La Fundación Ferrer i Guàrdia ha presentado, a las puertas de la Semana Santa, su informe sobre la religiosidad y laicidad en España en 2021. Según sus conclusiones, el número de ateos ha crecido un diez por ciento desde el inicio de la pandemia y representan actualmente al 37% de los españoles, 24 puntos más que en el año 2000. El porcentaje se eleva hasta el 63% entre los jóvenes de entre 18 y 24 años y al 56% si abarcamos hasta los 36 años.
Hay, no obstante, tres detalles, recogidos en la información publicada por El País, que desconciertan en torno al propósito del informe. El primero es que está elaborado a partir de los barómetros del CIS, cuya fiabilidad se encarga de poner en entredicho cada mes su máximo responsable. El segundo tiene que ver con el fracasado vínculo de sus datos con los escándalos por abusos sexuales en la Iglesia, que terminan descartando. Y el tercero es el que apela a los beneficios de una sociedad con menor número de creyentes, puesto que “cuando la intensidad de las creencias disminuye”, es más fácil “vivir todos juntos”, que es una frase que lo mismo podría valer para los que creen en el independentismo en Cataluña, que llegó a ser casi una especie de religión para muchos soberanistas, pero que parece sacada de algún libro de ciencia ficción o de una distopía de moda.
Será de Despeñaperros para arriba, como el padre José María Javierre, el cura rojo, pudo testimoniar tras abandonar su Huesca natal y establecerse durante medio siglo en Sevilla, donde dirigió El correo de Andalucía, para desgracia de los censores franquistas, y descubrió la importancia de la Semana Santa en la vida de los andaluces. De hecho, las alusiones geográficas incluidas en el resumen del citado informe sociológico pasan de puntillas sobre Andalucía, donde el padre Javierre, que reconoció ser “cofrade”, pero no “capillita”, siempre reivindicó la labor de las cofradías como gran sustento de la religiosidad popular y garantes de una labor social que ha quedado de manifiesto una vez más durante los peores momentos de la pandemia.
Es cierto que hay muchas personas que se reconocen no creyentes y que viven intensamente la Semana Santa, como el que asiste a una representación operística, como público, y se deja llevar por los sentidos, entregado a una experiencia siempre nueva o exultante, incluso turistas para los que no deja de ser una especie de atracción de carácter antropológico, pero son minoría frente a cuantos se entregan al reencuentro anual con sus devociones y participan dentro y fuera de una manifestación imperecedera en la que influyen tantos rasgos de nuestra propia identidad, esos mismos que ningún informe podrá desentrañar o plasmar en números y porcentajes, de la misma manera que no podemos medir la fe de cada uno.
Si, precisamente, lo que pretende abordar el contenido del informe es la existencia de una creciente crisis de fe, lo mismo cabe decir en lo que atañe al ámbito de las creencias en las instituciones, donde incluso podemos estar de acuerdo en incluir las de tipo religioso, pero también algunas de carácter administrativo y político, responsables asimismo de la incredulidad asentada en una sociedad harta de tantas decepciones, derivadas en muchos casos de los constantes fallos de un sistema que, a través de los procedimientos de urgencia, ha permitido a dos tipos sin prejuicios ni complejos fijarse una comisión de seis millones de euros como meros intermediarios del contrato de compra de mascarillas y test covid por los que terminó pagando el Ayuntamiento de Madrid 16 millones de euros.

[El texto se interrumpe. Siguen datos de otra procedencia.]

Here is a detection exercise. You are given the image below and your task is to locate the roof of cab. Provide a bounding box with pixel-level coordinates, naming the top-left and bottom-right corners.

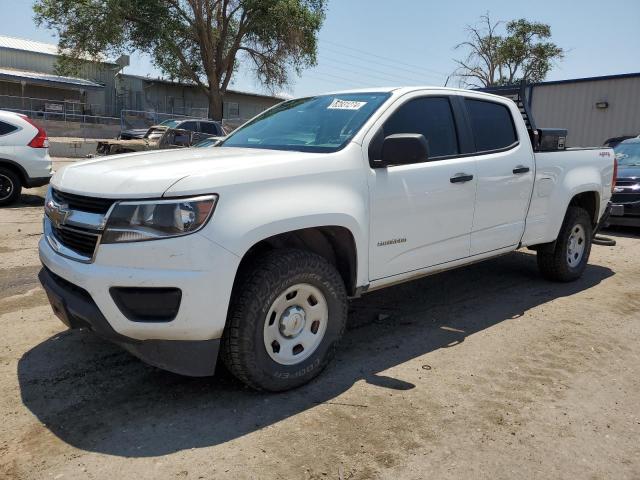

Lo más triste del asunto es que la gente se escandaliza con las compras que hicieron con el dinero -coches de lujo, Rolex, un velero...-, como si lo obsceno no fuera la maniobra para obtener los seis millones de euros, sino el mal gusto o el descaro en desembolsarlo en caprichos, lo que nos sitúa de nuevo como los grandes incautos: nos hicieron creer que la cultura del pelotazo había llegado a su fin, que viene a ser lo mismo que se dice del diablo: su gran virtud fue hacernos creer que no existía.